Sunday, 8 March 2009

Future > now > History

Seems that many people are concerned about what things "are". More than they consider what they "can become" or evolve into.

What things "are" seems less important to me than what they can become. Or be used to.

History is important. But the future is more important. Main reason for history to be important is that is can be used to create the future. Including avoiding some mistakes from the past.

I think kids are often good at this. To see potential rather than judging and deciding what a thing is. And they can use existing things in clever and innovative ways.

When walking through IKEA my son found huge balls made of tree branches. They largest were approximately 30 cm in diameter. Some sort of decoration? Who knows. My son immediately realized:
"Dad, if we ever buy a lion the lion can play with these."

In the company I work for we have framework that says something smart:
"…decisions are made in the context of the desired future state. Analysis of the present state is performed only when needed to clarify the vision and for effective transition planning."

If someone defines something in a new way, explore and see what it can become. No need to correct and say "Wrong". Think instead of the possibilities. "What can this lead to?"

Future and "can become" is more important than now and "what is".

1 comment:

  1. My favorite saying: "Power to the Possibilities!"

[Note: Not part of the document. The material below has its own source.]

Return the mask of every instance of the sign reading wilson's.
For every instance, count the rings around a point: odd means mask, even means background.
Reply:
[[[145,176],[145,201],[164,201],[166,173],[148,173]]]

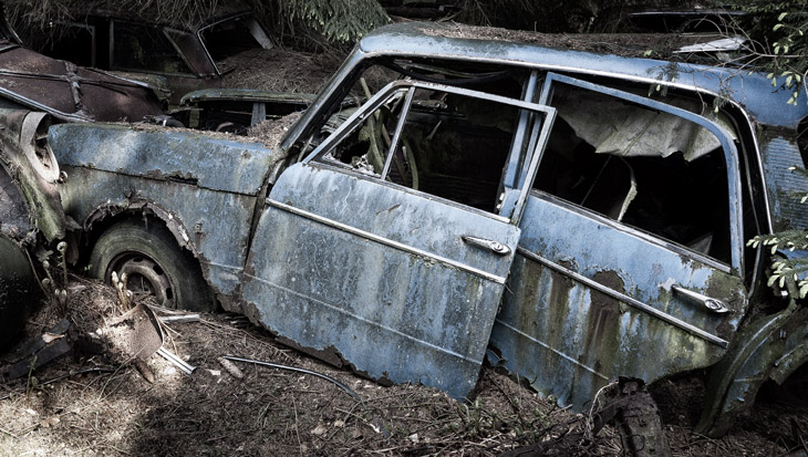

    This was the biggest downfall of the whole Reverse Engineering movement. It never assessed for the effectiveness of the methods based on cost -- and shifting focus to various areas of the continuum.

    The non-existent methods of Design Thinking (the ones we seem to extrapolate out of the common thought) do a better job of this: assess for relevant facts to present/challenge common thought (did you know?), then use this 'reality' to frame the possibilities.